Mind dwelling, maybe, on memories of that one classic love-adventure and the part she came nigh to playing in the history of Europe, while mine was lost in a maze of vulgar love-adventures, several of which came nigh to making me play a part in the police-courts of Rome.

What may have helped to cement our strange friendship was my acquaintance, at that time, with the German metaphysicians. She must have thought me a queer kind of Englishman to discuss with such familiarity the tenets of these cloudy dreamers. Malwida loved them in a bland and childlike fashion. She would take one of their dicta as a starting-point - establish herself, so to speak, within this or that nebular hypothesis - and argue thence in academic fashion for the sake of intellectual exercise and the joy of seeing where, after a thousand twists and turnings, you were finally deposited.

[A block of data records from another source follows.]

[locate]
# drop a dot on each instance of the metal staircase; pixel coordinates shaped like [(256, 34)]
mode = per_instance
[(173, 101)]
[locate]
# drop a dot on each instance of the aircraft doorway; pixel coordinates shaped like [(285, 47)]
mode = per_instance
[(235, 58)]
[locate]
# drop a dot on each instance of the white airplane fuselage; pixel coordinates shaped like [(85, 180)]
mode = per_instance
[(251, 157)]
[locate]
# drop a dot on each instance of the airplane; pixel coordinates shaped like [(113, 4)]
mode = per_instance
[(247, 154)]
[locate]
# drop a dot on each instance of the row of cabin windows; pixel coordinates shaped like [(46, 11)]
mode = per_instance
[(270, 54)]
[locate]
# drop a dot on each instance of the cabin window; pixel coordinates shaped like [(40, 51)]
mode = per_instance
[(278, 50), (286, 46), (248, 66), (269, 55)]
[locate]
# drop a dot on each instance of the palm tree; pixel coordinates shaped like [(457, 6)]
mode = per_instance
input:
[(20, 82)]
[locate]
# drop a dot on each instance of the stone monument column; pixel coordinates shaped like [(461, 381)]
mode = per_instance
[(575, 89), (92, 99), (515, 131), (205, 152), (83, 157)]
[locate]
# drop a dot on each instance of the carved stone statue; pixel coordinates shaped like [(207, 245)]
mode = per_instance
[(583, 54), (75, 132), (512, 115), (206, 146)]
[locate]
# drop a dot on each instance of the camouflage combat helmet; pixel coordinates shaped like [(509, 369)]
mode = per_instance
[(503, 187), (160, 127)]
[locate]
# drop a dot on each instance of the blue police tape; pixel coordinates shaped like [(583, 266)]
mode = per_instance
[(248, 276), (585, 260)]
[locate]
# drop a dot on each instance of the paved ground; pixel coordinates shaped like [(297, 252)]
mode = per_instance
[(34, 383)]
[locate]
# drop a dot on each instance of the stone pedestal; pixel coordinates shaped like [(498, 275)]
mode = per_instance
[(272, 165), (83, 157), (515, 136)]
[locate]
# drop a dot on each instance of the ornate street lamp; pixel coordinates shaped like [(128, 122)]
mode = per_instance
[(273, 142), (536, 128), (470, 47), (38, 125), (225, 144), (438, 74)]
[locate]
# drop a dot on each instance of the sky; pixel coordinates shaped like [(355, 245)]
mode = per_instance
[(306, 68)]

A friend of ours - some American - had lately published a Socratic dialogue entitled "The Prison"; it formed a fruitful theme of conversation. [9] Nietzsche was also then to the fore, and it pleases me to recollect that even in those days I detected his blind spot; his horror of those English materialists and biologists. I did not pause to consider why he hated them so ardently; I merely noted, more in sorrow than in anger, this fact which seemed to vitiate his whole outlook - as indeed it does. Now I know the reason. Like all preacher-poets, he is anthropocentric. To his way of thinking the human mind is so highly organized, so different from that of beasts, that not all the proofs of ethnology and physiology would ever induce him to accept the ape-ancestry of man. This monkey-business is too irksome and humiliating to be true; he waives it aside, with a sneer at the disgusting arguments of those Englishmen.

That is what happens to men who think that "the spirit alone lives; the life of the spirit alone is true life." A philosopher weighs the value of evidence; he makes it his business, before discoursing of the origin of human intellect, to learn a little something of its focus, the brain; a little comparative anatomy. These men are not philosophers. Metaphysicians are poets gone wrong. Schopenhauer invents a "genius of the race" - there you have his cloven hoof, the pathetic fallacy, the poet's heritage. There are things in Schopenhauer which make one blush for philosophy. The day may dawn when this man will be read not for what he says, but for how he says it; he being one of the few of his race who can write in their own language. Impossible, of course, not to hit upon a good thing now and then, if you brood as much as he did.